# Ciaphas Cane or Ibram Gaunt



## jasonpittman (May 17, 2010)

I'm quite new to Warhammer 40K fiction I have had in interest in the 40K universe ever since I first played the tabletop game 20 years ago. The Horus Heresy books first my interest in the black library books. After reading all of those I started to look for another series of books to read I tried The Soul Drinkers series which I thought was pretty good, then I stumbled on the Ultramarines omnibus which was outstanding. At the same time I bought the Ultramarines book I also purchased the novel For 'The Emperor' and it stayed on my book case for about 12 months before I got round to reading it then finally with nothing else to read I gave it a try. The next thing I knew it was 4 in the morning and I had finshed it. A book hasn't gripped me like that for a long time.

After that I bought the omnibus, finished it in a couple of days, after that I needed to read more but the next Ciaphas Cain omnibus isn't out yet so then looking for a similar series to read I thought I had struck gold when I discovered the Gaunts Ghosts series of books. The first book in The Founding omnibus was ok but the next one 'Ghostmaker' which I'm reading at the moment in my opinion is pretty poor I'm having trouble finishing it the only thing that keeps me going is I have 'Duty Calls' and 'Flashman' sitting on my bookcase ready to read.

What I want to know is does the Gaunts Ghost series get better. It seems to me that Dan Abnett is trying to hard you don't need a whole page describing the trench he is walking down when all you need is. The trench was wet and muddy. I loved 'Horus Rising' and 'Legion' but I'm finding the Gaunts Ghosts disapointing. I can't seem to sympathise with Gaunt but with Cain I love the character and just can't get enough of his antics.


----------



## Lord of the Night (Nov 18, 2009)

_Ciaphas Cain_ is one of my favourite series, there are six books so far but the seventh is coming out this December, it was very nice to know that Cain's adventures aren't over yet.


----------



## dark angel (Jun 11, 2008)

I struggled reading the Ciaphas Caine books, _really_ struggled. The Ghosts series gets alot better as it goes on, the first few novels are getting on a bit in years now, so they are weaker than the later novels, but still enjoyable. I say keep reading the Ghosts, the characters are excellent and the battles thoroughly enjoyable!
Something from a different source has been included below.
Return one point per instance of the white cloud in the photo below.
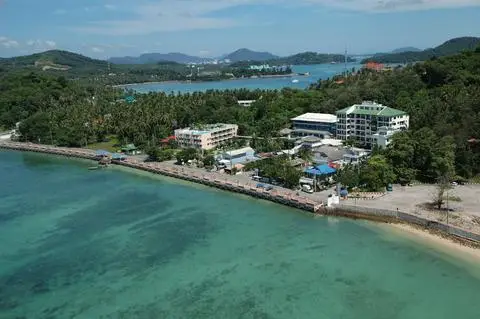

Oh, and welcome to Heresy


----------



## Commissar Ploss (Feb 29, 2008)

the Gaunts series is absolutely my favorite series published by the Black Library. And i don't say that lightly, i've read almost everything else. I agree that the first few books in the series do get off to a painfully slow start, however, you really would be doing yourself a disservice if you didn't read on. It gets soooooo much better and way more enthralling.

as for the thread title question: Ciaphas Cane or Ibram Gaunt? 

I would side with Ibram, any day, any place, any time. And so would my first born son; Ibram. 

CP

p.s. welcome to Heresy mate.


----------



## Therizza (Jul 29, 2010)

I am halfway through Ghostmaker as well, and I think Ibram Gaunt is one of the best characters ever. Who else totally thought Rawne was the puppet and not Feygor in the first book?


----------



## World Eater XII (Dec 12, 2008)

Im with Gaunt.

While Caine is a funny set of books, i do prefer the style of the Ghosts books.

The newest one, Blood pact, is simply amazing!


----------



## ChaplinWhulfgar (May 9, 2008)

I have to agree with every one else Gaunt all the way. He's one of the best characters of the whole universe. 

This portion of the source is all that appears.